As core as the conversation around data has become, there remains a school of thought among influential media executives that too much emphasis on marketing services is not necessarily a good thing. It’s not that data-focused business isn’t critical. It’s more that data, generally speaking, serves customized marketing-services solutions that are not as predictable as other revenue sources, and that marketing services moves the emphasis away from a community orientation that remains essential to media-company success.

“At the heart of traditional B2B media companies are communities that are served through content and networking opportunities,” says Don Pazour, CEO of Access Intelligence. “To effectively do this in more targeted and relevant ways, we are building database technology for doing some customized offerings and providing targeted opportunities for our advertiser partners.

“What I have wanted to avoid,” Pazour says, “is using our content-generation competencies and our customer databases and knowledge to do custom work for our advertisers that is not tied to our brands. I do not want to become an advertising agency nor an event agency, doing things for marketers on a cost-plus basis. We will work with any advertiser/marketer in partnership, but never in a monogamous fashion like an agency would.”

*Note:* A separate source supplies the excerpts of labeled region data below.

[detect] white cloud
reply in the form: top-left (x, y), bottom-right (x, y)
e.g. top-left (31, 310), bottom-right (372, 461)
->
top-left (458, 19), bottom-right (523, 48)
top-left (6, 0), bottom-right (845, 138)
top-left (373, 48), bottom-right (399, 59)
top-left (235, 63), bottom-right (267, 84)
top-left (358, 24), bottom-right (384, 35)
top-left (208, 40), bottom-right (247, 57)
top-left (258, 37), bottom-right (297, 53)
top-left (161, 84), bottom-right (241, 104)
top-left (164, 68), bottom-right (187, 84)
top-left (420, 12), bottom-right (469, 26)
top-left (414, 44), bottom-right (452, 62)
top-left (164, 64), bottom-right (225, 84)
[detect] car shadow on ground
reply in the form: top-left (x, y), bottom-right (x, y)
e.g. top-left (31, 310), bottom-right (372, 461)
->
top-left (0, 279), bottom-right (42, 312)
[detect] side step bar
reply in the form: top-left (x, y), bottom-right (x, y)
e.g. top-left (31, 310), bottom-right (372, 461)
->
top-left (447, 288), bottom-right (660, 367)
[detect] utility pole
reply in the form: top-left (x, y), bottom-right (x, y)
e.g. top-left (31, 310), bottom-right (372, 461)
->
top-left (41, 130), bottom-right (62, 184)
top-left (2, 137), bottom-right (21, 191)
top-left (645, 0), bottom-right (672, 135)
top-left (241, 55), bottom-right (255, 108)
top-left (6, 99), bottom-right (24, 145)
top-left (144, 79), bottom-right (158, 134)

The distinction can be subtle. It’s about ensuring that media brands continue to be at the center of the community, with positions that provide natural barriers to entry. “To play a role in the path to purchase is part of our objective, but we do it by leveraging our brands, not by becoming an agency,” Pazour says. “One of the issues we are dealing with is not building up an infrastructure for marketing services, as that business is cyclical.”

On the other hand, Pazour believes, “A major event that a community loves has huge barriers to entry and is becoming the core license to connect with both buyers and sellers in a community—at the event and year round.”

In the end, there is no real debate about whether to become a data-centric company. The real question is how to do it—what the first steps are how to move forward after that. Here’s Ziff’s Zucker: Get yourself a CTO who understands how the technology works and a business lead who understands how to make money from it. “You need technology and you need a business understanding of what you can do with the technology.”